Le président Miguel Díaz-Canel a affirmé que Cuba doit attirer davantage de jeunes vers l'enseignement supérieur grâce à des incitations et des assouplissements, face à l'impact de la crise démographique et à la nécessité de disposer d'une main-d'œuvre qualifiée.
Il a également appelé à prendre en compte le vieillissement démographique rapide du pays lors de l'évaluation des plans de continuité des études pour les diplômés de la neuvième année, du préuniversitaire et d'autres sources prioritaires, lors de la dernière réunion de l'organisme en 2025.
Selon un rapport de la télévision d'État, le Conseil des ministres a également approuvé les plans de continuité des études pour les diplômés de neuvième année vers l'Éducation technique professionnelle et le préuniversitaire ; l'entrée dans l'Éducation supérieure pour les diplômés du préuniversitaire et d'autres sources prioritaires ; et la continuité des études pour les diplômés du préuniversitaire qui n'accèdent pas à l'Éducation supérieure.

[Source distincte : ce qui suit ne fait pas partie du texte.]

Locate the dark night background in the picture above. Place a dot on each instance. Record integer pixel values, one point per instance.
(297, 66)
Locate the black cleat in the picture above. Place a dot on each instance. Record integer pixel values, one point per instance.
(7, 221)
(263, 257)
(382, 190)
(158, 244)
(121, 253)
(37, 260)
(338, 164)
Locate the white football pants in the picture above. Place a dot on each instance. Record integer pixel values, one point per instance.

Selon Jesús Otamendiz Campos, ministre du Travail et de la Sécurité Sociale, la continuité des études sera garantie pour tous les diplômés de neuvième année, ainsi que plusieurs options pour poursuivre des études dans l'enseignement supérieur pour tous les diplômés de l'enseignement préuniversitaire.
Le dirigeant a insisté sur le fait que Cuba a besoin d'une "masse forte de main-d'œuvre qualifiée" et, selon lui, il existe des potentiel pour y parvenir si des mécanismes sont conçus pour inciter les jeunes à s'engager dans l'enseignement supérieur.
À cet égard, il a proposé d'étudier un ensemble d'incitations au sein des universités pour encourager les étudiants de préuniversitaire à envisager des carrières universitaires.
Díaz-Canel a également évoqué un segment de jeunes qui choisissent de se diplômé en tant que techniciens moyens ou techniciens supérieurs, et a jugé nécessaire de créer des conditions pour qu'une partie d'entre eux puisse poursuivre des études universitaires par le biais de cours en présentiel ou d'autres modalités flexibles, a souligné le portail de la Présidence.
De même, il a souligné la nécessité d'évaluer des alternatives pour les jeunes qui, pour des raisons économiques, n'ont pas accès à l'enseignement supérieur.
Selon ce qu'il a expliqué, il faudrait leur offrir des facilités, des assouplissements et des options tant dans des cours de jour que lors de rencontres, afin de leur permettre d'obtenir leur diplôme dans des filières universitaires.
L'impact de la policrise cubaine
Les déclarations du président interviennent dans un contexte marqué par une profonde crise économique, une forte inflation, une chute du produit intérieur brut et un exode migratoire soutenu qui a particulièrement touché la population jeune en âge de travailler et de se professionnaliser.
Au cours des dernières années, de nombreux diplômés universitaires ont quitté le pays ou se sont désengagés de l'exercice de leurs professions, en raison de la détérioration du salaire réel et des conditions de vie.
Bien que le gouvernement ait insisté sur la nécessité de renforcer la formation académique et technique pour soutenir le développement économique, les problèmes structurels du pays, y compris le manque d'incitations matérielles et la précarité du marché du travail, ont limité la capacité du système éducatif à retenir les jeunes tant à l'intérieur qu'à l'extérieur des salles de classe.
D'autre part, le processus d'admission le plus récent à l'Éducation Supérieure à Cuba n'a montré qu'une légère amélioration par rapport à l'année précédente, avec des résultats généraux encore faibles et inégaux.
Selon des données préliminaires du Ministère de l'Éducation Supérieure, sur 22 804 candidats, seulement 18 402 ont passé les examens d'entrée, et à peine 51,5 % ont réussi les trois matières obligatoires.
Bien que ce chiffre représente une augmentation d'un point de pourcentage par rapport à l'année précédente, la performance continue de refléter les difficultés structurelles du système éducatif.
Les résultats en mathématiques ont de nouveau enregistré les pires performances, avec une chute de quatre points de pourcentage, tandis que l'espagnol et l'histoire de Cuba ont montré de meilleurs taux d'approbation.
Sur le plan territorial, les résultats ont mis en évidence des écarts marqués entre les provinces, avec des performances plus favorables à Santiago de Cuba, Pinar del Río et Granma, et des reculs sur l'Île de la Jeunesse et à Holguín.
Bien que les autorités aient informé que 97,3 % des étudiants ayant réussi les examens ont obtenu une filière de leur choix, une part significative des places universitaires a été attribuée sans avoir besoin de passer les épreuves, par le biais de concours académiques, de collèges universitaires et d'autres voies alternatives.